I found this great article from the Times in 1985, titled “Faces Behind Famous Cases,” with a focus on Jagdich Chadha, the litigant in the famous legislative veto case, INS v. Chadha:
JAGDISH RAI CHADHA, now a citizen of the United States, lives a quiet life in a San Francisco suburb with his wife and two daughters. Few of his neighbors and co-workers know that because of him, the United States Congress can no longer exercise the legislative veto, a 50-year-old practice used to block special actions taken by the President or Federal agencies. …
Jagdish Rai Chadha, Steven Pico and Amy Rowley are ordinary people thrust into extraordinary circumstances. In law schools across the country and in newspaper accounts, they are commonly referred to by their case names: I.N.S. v. Chadha; Pico v. Island Trees; Rowley v. Hendrick Hudson School District. They did not set out to rewrite history. But as litigants in landmark Su-preme Court cases, they challenged the status quo, thereby changing their own lives and the lives of millions of Americans.
The people behind many Supreme Court decisions are overshadowed by the emotional debate that follows the Court’s sweeping opinions. Mr. Chadha and Mr. Pico, for example, are mentioned on the standardized law school admission test, but many people taking the test cannot identify them. In many instances, the importance of these individuals as individuals began to fade even as their cases were being argued.
The Times offers some more background (beyond the sparse facts in the opinion):
In 1972, Mr. Chadha was working on a master’s degree in political science at Bowling Green University in Ohio when his student visa expired. He was ordered deported but found that his homeland, Kenya, which had won independence from Britain, would not accept him because his parents were British subjects. Immigration officials suspended deportation proceedings under a legal provision authorizing the Attorney General or his designate to take such action, subject to Congress’s power to invalidate it.

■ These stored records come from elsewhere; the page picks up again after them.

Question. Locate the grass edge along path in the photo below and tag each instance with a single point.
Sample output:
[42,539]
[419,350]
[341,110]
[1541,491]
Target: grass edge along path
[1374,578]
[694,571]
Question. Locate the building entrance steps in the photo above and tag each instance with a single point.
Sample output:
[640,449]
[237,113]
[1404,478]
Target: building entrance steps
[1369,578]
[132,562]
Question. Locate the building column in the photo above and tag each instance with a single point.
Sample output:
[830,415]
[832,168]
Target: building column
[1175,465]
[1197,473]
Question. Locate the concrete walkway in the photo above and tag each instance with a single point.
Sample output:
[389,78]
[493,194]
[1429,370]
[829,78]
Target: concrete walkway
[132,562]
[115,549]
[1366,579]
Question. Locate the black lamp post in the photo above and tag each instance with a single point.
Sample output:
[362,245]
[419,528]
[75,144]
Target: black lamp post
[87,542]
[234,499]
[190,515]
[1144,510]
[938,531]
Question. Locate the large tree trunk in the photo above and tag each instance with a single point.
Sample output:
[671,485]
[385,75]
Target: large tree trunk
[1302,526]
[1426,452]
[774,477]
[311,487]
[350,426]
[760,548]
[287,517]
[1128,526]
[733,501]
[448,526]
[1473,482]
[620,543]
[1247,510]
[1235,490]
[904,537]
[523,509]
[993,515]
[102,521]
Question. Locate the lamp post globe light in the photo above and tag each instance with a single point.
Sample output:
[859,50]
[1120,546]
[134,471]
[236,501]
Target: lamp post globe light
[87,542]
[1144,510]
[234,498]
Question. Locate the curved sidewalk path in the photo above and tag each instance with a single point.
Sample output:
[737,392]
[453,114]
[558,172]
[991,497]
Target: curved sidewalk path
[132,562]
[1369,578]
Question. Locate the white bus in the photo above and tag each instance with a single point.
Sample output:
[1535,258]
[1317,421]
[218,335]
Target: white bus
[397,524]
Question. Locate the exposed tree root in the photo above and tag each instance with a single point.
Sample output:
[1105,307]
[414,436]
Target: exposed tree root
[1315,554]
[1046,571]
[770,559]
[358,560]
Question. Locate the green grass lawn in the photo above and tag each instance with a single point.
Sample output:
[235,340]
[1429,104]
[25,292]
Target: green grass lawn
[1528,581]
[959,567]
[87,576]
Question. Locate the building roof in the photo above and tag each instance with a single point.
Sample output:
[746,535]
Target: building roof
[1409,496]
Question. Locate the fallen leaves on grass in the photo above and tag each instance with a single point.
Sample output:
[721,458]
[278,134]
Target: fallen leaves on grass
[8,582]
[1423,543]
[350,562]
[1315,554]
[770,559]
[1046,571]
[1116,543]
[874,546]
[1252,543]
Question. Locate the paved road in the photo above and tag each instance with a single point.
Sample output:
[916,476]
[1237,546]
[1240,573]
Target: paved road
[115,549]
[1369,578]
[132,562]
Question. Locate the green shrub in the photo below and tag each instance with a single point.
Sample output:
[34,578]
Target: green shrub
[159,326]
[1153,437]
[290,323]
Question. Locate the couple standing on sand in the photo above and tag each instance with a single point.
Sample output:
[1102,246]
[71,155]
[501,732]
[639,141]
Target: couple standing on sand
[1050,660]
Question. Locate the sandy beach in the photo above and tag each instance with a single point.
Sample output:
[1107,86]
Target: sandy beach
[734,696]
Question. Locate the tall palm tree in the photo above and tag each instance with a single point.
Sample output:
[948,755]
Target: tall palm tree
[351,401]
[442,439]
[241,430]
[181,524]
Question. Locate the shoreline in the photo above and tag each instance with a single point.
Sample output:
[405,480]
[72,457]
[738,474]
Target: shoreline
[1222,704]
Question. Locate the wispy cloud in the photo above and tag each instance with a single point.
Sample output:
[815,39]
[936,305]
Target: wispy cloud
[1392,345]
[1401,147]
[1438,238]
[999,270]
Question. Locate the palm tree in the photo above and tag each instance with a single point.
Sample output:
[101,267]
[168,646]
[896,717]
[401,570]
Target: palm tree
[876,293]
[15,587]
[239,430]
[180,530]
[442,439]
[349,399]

The House of Representatives used the legislative veto, under which either house can, by a simple majority, block specific actions that the President or a Federal agency takes to carry out authority that Congress has delegated. The House disapproved the decision and called for the deportation of Mr. Chadha and five other aliens in December 1975.
Chadha also spoke of his time in court:
On many occasions, litigants are present during oral arguments, as were Mr. Pico and Mr. Chadha. But the justices are seldom aware of this and probably could not identify them. The reverse is not always true. ”By the time the case was argued, I felt inextricably tied to the justices,” Mr. Chadha said. ”They didn’t know me, but I followed their lives and their cases rather closely.” Indeed, when Justice Byron R. White became ill, he said, he was ”inclined to send a card.’
Plus they talked with Alan Morrison who argued the case!
All three litigants speak modestly of their role in history. ”They didn’t need Jagdish Chadha for this case, it could have been any of millions of people,” Mr. Chadha said.
But Alan B. Morrison, director of litigation for Public Citizen Litigation Group, a nonprofit litigation center in Washington and the attorney who argued the case before the Supreme Court, suggests otherwise. ”The case could have been over once Mr. Chadha, for example, married his wife, who is an American citizen,” he said. ”But it became a matter of principle for him. He was determined not to let this case get sidetracked.”
And this great quote from Justice Stewart about how individual litigants make no difference in the case.
Former Justice Potter Stewart said the justices ”do not at all” consider individual litigants or take into account the effect the Court’s decisions may have on their lives. Justice Stewart, who retired from the Court in 1981 after 23 years of service, is a Federal appeals court judge and arbitrator.
”We have to strictly look at the circumstances surrounding the cases,” Justice Stewart said during a recent telephone interview from his Washington office. This is true even in death-row cases. The justices understand that a life can depend on their ruling, he said, but that knowledge ”never enters into the decision-making process.”